You are not logged in.
- Topics: Active | Unanswered
#1 2008-04-23 04:48:39
- fukawi2
- Ex-Administratorino
- From: .vic.au
- Registered: 2007-09-28
- Posts: 6,223
- Website
logwatch ignore.conf not working
Hi all,
I've got logwatch running on one of my boxes, which is also running NTP... Which throws a whole heap of entries in to my logs about adjusting the local clock such as:
Apr 23 15:35:37 lapp ntpd[2945]: adjusting local clock by 0.217558s
I have told logwatch to ignore these entries by modifying ignore.conf:
fukawi2 ~ $ cat /etc/logwatch/conf/ignore.conf
^[A-Z]\{1\}[a-z]\{2\}[ ]\{1,3\}[0-9]\{1,2\} [0-9]\{2\}:[0-9]\{2\}:[0-9]\{2\} lapp ntpd\[[0-9]\{4\}]: adjusting local clock by -*[0-9]\{1,5\}.[0-9]\{6\}s
adjusting local clock by -*[0-9]\{1,5\}.[0-9]\{6\}s
The regex is correct:
fukawi2 ~ $ sudo grep -f /etc/logwatch/conf/ignore.conf /var/log/everything.log | head
Apr 20 00:04:40 lapp ntpd[2964]: adjusting local clock by -3366.334204s
Apr 20 00:07:53 lapp ntpd[2964]: adjusting local clock by -3366.319881s
Apr 20 00:09:00 lapp ntpd[2964]: adjusting local clock by -3366.275946s
Apr 20 00:12:14 lapp ntpd[2964]: adjusting local clock by -3366.231390s
Apr 20 00:15:25 lapp ntpd[2964]: adjusting local clock by -3366.173226s
Apr 20 00:19:48 lapp ntpd[2964]: adjusting local clock by -3366.135475s
Apr 20 00:22:29 lapp ntpd[2964]: adjusting local clock by -3366.106383s
Apr 20 00:24:37 lapp ntpd[2964]: adjusting local clock by -3366.069773s
Apr 20 00:27:20 lapp ntpd[2964]: adjusting local clock by -3366.039979s
Apr 20 00:29:35 lapp ntpd[2964]: adjusting local clock by -3366.032703s
But I still get hundreds of these entries in my daily logwatch email 
--------------------- XNTPD Begin ------------------------
**Unmatched Entries**
adjusting local clock by -3314.495262s: 1 time(s)

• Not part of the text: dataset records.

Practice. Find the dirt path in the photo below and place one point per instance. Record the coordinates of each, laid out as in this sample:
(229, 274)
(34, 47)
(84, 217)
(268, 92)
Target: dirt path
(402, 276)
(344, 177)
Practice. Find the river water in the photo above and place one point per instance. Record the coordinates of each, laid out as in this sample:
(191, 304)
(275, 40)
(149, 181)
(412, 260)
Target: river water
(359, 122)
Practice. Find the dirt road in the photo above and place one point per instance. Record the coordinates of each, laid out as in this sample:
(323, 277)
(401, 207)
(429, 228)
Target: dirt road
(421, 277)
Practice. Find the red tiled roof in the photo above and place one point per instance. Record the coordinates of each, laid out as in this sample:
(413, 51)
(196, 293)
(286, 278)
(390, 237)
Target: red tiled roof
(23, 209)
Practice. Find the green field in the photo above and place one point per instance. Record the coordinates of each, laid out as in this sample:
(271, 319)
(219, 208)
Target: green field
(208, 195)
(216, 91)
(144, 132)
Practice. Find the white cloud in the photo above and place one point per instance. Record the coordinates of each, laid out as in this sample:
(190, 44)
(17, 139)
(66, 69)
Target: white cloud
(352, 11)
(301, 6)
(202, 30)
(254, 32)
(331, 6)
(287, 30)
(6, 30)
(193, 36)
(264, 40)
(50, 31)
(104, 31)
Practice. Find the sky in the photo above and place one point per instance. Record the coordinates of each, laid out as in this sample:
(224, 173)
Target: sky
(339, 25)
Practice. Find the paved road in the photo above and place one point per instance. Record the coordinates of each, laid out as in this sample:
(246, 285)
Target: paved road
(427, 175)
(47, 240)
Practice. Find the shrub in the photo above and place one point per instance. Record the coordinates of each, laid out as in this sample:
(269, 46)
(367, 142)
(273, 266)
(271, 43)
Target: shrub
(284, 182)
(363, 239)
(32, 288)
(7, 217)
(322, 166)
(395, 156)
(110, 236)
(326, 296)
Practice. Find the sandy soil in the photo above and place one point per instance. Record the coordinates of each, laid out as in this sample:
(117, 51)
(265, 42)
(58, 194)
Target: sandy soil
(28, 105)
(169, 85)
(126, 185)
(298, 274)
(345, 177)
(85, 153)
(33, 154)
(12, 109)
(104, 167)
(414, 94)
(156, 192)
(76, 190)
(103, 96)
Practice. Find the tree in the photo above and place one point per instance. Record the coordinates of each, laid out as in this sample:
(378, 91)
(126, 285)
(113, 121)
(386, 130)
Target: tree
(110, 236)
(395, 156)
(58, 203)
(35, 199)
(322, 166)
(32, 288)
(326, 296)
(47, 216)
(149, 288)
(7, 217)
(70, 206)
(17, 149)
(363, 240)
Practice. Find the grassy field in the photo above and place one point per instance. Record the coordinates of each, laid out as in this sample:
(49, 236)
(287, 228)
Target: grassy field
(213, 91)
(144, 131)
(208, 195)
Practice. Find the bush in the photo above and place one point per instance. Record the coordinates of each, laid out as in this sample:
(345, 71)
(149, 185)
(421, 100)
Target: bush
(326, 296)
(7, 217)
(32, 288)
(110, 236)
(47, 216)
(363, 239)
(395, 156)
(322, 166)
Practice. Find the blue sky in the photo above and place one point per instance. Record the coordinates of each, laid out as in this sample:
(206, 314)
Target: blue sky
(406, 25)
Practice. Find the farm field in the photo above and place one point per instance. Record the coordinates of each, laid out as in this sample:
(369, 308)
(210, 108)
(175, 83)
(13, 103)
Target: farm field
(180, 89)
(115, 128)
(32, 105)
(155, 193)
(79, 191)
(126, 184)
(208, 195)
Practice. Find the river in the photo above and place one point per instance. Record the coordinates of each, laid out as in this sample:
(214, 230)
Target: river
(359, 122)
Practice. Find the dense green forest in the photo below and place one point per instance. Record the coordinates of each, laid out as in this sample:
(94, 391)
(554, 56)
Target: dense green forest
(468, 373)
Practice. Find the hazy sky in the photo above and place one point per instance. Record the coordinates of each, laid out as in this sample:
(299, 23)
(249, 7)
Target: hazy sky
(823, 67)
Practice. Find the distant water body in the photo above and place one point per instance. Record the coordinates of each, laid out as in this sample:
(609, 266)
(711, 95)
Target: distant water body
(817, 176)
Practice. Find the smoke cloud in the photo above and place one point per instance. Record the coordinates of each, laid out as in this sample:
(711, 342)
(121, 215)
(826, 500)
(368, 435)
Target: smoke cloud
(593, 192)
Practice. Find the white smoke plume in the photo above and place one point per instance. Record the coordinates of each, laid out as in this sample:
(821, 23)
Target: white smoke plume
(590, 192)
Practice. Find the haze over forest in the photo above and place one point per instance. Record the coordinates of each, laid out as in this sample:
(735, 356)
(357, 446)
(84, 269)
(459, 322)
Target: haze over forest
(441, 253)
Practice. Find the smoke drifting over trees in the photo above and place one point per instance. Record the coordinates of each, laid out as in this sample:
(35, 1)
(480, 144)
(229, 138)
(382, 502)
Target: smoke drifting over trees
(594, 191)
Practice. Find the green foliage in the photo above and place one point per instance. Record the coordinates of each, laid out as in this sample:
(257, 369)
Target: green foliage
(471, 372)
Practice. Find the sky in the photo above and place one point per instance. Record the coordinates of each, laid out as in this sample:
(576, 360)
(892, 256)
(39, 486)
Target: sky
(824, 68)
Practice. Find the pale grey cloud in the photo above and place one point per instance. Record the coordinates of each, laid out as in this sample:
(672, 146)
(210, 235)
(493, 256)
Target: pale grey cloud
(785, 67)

adjusting local clock by -3322.181234s: 1 time(s)
adjusting local clock by -3325.820765s: 1 time(s)
adjusting local clock by -3318.454042s: 1 time(s)
adjusting local clock by -3319.596601s: 1 time(s)
adjusting local clock by 0.268634s: 1 time(s)
adjusting local clock by -3313.718419s: 1 time(s)
adjusting local clock by -3322.058501s: 1 time(s)
<-- SNIP -->
I believe I'm doing the right thing since I read the /usr/share/logwatch/HOWTO-Customize-LogWatch file which states:
ignore.conf: This file specifies regular expressions that, when matched by the output of logwatch, will suppress the matching line, regardless of which service is being executed.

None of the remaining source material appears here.